May I complete some of my requirements at other colleges during summers and transfer the credits to FSU?
- Yes, you may transfer up to three-quarters of your course credits and still graduate with a degree from FSU. However, Core courses may not be transferred for credit towards the psychology major once enrolled at FSU. Students who enroll at FSU for the first time as transfer students are sometimes able to meet a minimal number of Core classes in this way. Typically, only credit for General Psychology is granted in transfer-student situations and, in rare situations, Research Methods I. The department Chair makes all such determinations.
- Some courses that are 300-level at FSU and fulfill concentration requirements may not transfer as 300-level. In such cases, the transfer course, despite its title, will not satisfy the requirements of the major.
- Be sure to complete all of the registrar transfer approval forms BEFORE registering and paying for a non-FSU course! Taking a course without doing so may result in nontransference of the credits.
- Students must earn a C or better in any course before transfer credit will be granted at FSU.
May I fulfill some of my requirements through FSU's evening, Summer or Intersession programs?
Yes and many students do to catch-up or get ahead. DGCE courses, however, generally do not count as part of the full-time day load of courses. If enrolled at FSU as a full-time day student, enrollment in a DGCE course must be paid for separately - in addition to the day school tuition and fees. When these courses are completed, grades will appear on your transcript just like the day school courses; there is no need to do any course transfer requests.
Year by year, many of the courses offered summers and evenings are online or hybrid. Additionally, most traditional evening courses meet just once per week for 3 hours. These teaching differences may be convenient when students are not living on campus or have other life factors which interfere with being in a traditional classroom-based course 2 to 4 times a week.
May I take extra courses through the evening school while I am a full-time day school student?

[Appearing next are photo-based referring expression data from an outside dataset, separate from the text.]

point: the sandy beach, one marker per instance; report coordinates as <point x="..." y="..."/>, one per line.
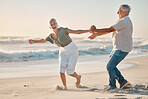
<point x="44" y="87"/>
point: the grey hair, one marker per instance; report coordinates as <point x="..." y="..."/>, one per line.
<point x="125" y="7"/>
<point x="52" y="20"/>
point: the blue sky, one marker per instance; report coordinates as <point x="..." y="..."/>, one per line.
<point x="30" y="17"/>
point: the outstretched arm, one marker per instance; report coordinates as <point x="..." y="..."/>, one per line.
<point x="37" y="41"/>
<point x="98" y="32"/>
<point x="77" y="31"/>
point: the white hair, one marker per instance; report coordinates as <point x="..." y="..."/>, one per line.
<point x="125" y="7"/>
<point x="52" y="20"/>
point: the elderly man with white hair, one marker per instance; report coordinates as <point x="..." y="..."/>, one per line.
<point x="122" y="45"/>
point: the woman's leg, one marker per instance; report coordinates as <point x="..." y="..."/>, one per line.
<point x="63" y="78"/>
<point x="78" y="77"/>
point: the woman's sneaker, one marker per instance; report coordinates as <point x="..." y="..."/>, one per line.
<point x="125" y="85"/>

Under certain circumstances it is possible to take a course overload. Only students with GPA's of 3.0 and who obtain approval from their advisors and the department chair are permitted to enroll in a 5th course during any semester. This includes courses taken from the day school, evening school, or on other college or university campuses.
If I meet those requirements, it is recommended?
Typically no. Carrying 5 courses in a semester is very difficult. Anyone planning to do so should be selecting courses that are relatively non-demanding. Taking a fifth course is not a good way to raise a GPA or maintain an already good one. Students taking too many courses often do poorly in all of them. The end result may be the lowering of a student's overall GPA.